Hardware Lineup and Timeline

Some of their speakers are now qualified for a Trade-Up program, in particular their

  • Play:5 (1st generation) speaker,
  • the Connect:Amp and
  • the Connect.

The latter two (the Connect products) are somewhat obsolete as they were necessary when normal Wi-Fi was usually not able to carry sound data at the required reliability, so Sonos speakers built their own Wi-Fi Mesh network separately from the usual home Wi-Fi. With newer Wi-Fi standards and recently also 5 Ghz this was no longer necessary.

  • The Play:5 (1st generation) speaker, the only one currently qualified for Trade-Up appeared, in 2009, 10 years ago. It was replaced by the 2nd generation in 2015.
  • The Play:3 appeared in July 2011, and was discontinued in July 2018.
  • The Play:1 appeared in October 2013, and was replaced by the Play One (1st generation) in October 2017. The second generation Play One added Bluetooth Hardware and a much fatter SOC and even more memory only one year later.

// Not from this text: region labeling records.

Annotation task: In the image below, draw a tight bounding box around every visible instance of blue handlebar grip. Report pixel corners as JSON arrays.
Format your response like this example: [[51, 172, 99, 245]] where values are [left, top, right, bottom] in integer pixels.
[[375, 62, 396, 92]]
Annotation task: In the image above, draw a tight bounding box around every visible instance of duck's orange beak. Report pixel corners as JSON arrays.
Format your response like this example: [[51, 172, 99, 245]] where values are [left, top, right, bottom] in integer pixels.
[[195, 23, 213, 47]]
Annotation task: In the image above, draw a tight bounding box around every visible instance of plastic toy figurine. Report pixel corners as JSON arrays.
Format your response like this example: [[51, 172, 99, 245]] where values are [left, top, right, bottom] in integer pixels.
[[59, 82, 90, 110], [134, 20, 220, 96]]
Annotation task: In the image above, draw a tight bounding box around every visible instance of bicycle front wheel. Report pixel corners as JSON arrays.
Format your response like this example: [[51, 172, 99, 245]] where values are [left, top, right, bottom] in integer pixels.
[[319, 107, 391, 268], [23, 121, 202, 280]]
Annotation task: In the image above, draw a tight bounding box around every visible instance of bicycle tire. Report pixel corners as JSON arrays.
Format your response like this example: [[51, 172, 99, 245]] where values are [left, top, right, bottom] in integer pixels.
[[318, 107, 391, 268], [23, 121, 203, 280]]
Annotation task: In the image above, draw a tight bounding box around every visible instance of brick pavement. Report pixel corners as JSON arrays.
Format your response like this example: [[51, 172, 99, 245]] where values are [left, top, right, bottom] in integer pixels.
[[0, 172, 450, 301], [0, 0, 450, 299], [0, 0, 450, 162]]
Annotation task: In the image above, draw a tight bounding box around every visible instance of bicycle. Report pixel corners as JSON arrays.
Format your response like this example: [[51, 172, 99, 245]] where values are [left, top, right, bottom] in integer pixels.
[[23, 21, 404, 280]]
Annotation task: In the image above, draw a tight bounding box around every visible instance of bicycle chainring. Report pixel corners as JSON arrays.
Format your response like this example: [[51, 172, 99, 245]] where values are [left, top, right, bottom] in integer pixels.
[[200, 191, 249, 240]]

Unfortunately I have no idea what kind of hardware the Play:5 platform was built on in 2009. I have only looked into a Play:3 from 2013. That box had a PPC based single core CPU and 64 MB of memory. Current Sonos hardware is using, IIRC, Multicore ARM SOCs and have at least four times the amount of memory.

In terms of Trade-Up, currently only the Play:5 (1st gen) qualifies. It is pretty clear that the Play:3 will be qualifying soon, too - maybe in 2020, but in 2021 for sure. In terms of long-term value, owners of the 1st gen Play One are probably currently worst off.


The Trade-Up is advertised as follows:

You select a device for Trade-Up, and receive a voucher for a 30% rebate on the purchase of a new device. You then have 21 days left to use the old device, after which time it will permanently cease to function. You can use the voucher to purchase any new Sonos device, replace the old one and ship the old device to whatever recycling services in your area accept it.

That is a normal Trade-Up program, minus the part where you uselessly ship the old hardware across the country to the maker, which will then hand it over to a recycling service instead of you doing this.

You can still continue to use the old device as long as it is supported, you can still sell the old device to others, as long as it is supported, and you can do whatever else is possible with the old hardware.


It is pretty clear where this is aiming: Sonos is looking at the oldest hardware in their lineup and that this hardware is becoming pretty long in the tooth.

Especially the limited amount of memory makes it increasingly difficult to even install the most current versions of their software. New functionality such as Airplay 2, and new services require more memory and, in case of Airplay 2 also more CPU and more Wi-Fi bandwidth than 10 year old piece of hardware has.

They would like to shrink the installed base of their outdated hardware in order to be able to move forward technologically. They would like to offer their long-time customers some kind of bonus and way to upgrade before they have to disable the hardware because it cannot longer be supported.

Not having to ship the hardware back to Sonos should be a plus, not a minus. Instead there is a pretty hard blowback on Twitter.

Most people criticise that this bricks the device.

Which is kind of the point in a Trade-Up.